4:27 PM, Jul 16, 2012
By DANIEL HALPER
The Weekly Standard:
President Obama's rhetoric would suggest that he's against Bain (both Bain Capital, the investment firm, and Bain Consulting, the consulting firm, as he makes little distinction between the two Bains where Mitt Romney worked in the past). But Obama's own hiring practice suggests something a little different: His own budget director is a Bain guy who married a Bain gal.
Jeff Zients is the head of the Obama administration's Office of Management and Budget. "Like Mitt Romney, the man who would unseat his boss, Mr. Zients (rhymes with science) got his professional start at Bain Consulting," the Wall Street Journal reports.

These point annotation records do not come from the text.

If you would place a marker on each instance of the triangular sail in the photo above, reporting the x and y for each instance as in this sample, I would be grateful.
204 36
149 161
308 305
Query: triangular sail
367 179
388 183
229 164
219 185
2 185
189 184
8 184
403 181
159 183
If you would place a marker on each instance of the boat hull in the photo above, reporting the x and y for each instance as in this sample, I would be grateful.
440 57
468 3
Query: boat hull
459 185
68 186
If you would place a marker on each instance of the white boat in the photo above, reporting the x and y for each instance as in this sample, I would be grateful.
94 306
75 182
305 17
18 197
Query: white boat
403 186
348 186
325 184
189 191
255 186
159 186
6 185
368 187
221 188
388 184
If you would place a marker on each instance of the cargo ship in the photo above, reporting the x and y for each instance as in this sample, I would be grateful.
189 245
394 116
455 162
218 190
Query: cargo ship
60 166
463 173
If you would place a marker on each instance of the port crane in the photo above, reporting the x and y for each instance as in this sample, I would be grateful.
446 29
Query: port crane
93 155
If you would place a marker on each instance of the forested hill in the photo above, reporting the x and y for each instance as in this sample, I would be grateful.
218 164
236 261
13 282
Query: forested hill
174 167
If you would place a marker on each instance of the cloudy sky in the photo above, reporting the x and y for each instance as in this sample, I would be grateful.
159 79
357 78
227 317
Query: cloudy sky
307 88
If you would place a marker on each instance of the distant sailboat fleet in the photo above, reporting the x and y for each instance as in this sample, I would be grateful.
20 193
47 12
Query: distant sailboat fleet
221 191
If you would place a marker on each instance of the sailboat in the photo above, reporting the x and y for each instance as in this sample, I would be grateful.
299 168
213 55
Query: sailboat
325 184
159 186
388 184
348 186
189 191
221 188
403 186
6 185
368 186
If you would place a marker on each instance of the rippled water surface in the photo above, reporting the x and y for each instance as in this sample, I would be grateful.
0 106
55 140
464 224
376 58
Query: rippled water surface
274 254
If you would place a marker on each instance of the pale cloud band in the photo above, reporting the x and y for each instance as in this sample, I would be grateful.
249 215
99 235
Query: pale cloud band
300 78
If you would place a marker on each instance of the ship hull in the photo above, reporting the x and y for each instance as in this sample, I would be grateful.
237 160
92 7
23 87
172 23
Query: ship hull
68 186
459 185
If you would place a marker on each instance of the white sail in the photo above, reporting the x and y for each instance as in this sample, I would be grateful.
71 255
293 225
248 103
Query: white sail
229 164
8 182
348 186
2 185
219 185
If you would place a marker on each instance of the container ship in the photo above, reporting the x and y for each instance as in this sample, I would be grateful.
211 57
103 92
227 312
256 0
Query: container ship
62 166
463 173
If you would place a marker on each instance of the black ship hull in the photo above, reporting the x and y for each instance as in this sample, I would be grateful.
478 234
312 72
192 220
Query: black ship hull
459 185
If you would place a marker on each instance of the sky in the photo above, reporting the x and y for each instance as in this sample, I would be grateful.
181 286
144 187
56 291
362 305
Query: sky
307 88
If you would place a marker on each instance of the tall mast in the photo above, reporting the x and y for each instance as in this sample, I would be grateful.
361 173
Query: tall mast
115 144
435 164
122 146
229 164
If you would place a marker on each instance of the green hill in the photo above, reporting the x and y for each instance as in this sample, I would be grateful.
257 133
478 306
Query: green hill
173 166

Zients has only praise, it would seem, for Bain:
After graduating in 1988, Mr. Zients started as a consultant at Bain & Co. in Boston, where he "fell in love with Bain's culture, teamwork…and analytical rigor," according to a Bain alumni newsletter. (He didn't work with Mr. Romney, who already had left to start Bain Capital.)
At Bain, Mr. Zients reported to Mary Menell, four years his senior, who became his wife, with whom he now has four children. They were married in Mrs. Zients's homeland of South Africa, with Nelson Mandela, her parents' friend, in attendance.
Mr. Zients left Bain to return to Washington and become an entrepreneur. He helped run Advisory Board Co., a research firm, and its spinoff, Corporate Executive Board, which together grew to more than 1,000 employees, and launched an initial public offering for each. In 2002, Fortune magazine named Mr. Zients in its list of the 40 richest Americans under 40. His net worth is conservatively estimated at around $200 million.
After Mr. Zients donated to 2008 Democratic presidential candidates Mr. Obama and Sen. Hillary Clinton, an unexpected door opened. Mr. Obama set up a new position, "chief performance officer," to cut bureaucracy, but the original nominee was forced to withdraw over a tax controversy. A fellow entrepreneur, Virginia Sen. Mark Warner, says he floated Mr. Zients's name.
And as the Journal explains, "[Zients] oversees the administration's budget content and message, which are central to the president's argument that he has a balanced plan for the economy while Republicans would rip the country's social fabric and undermine the education and infrastructure needed to succeed economically."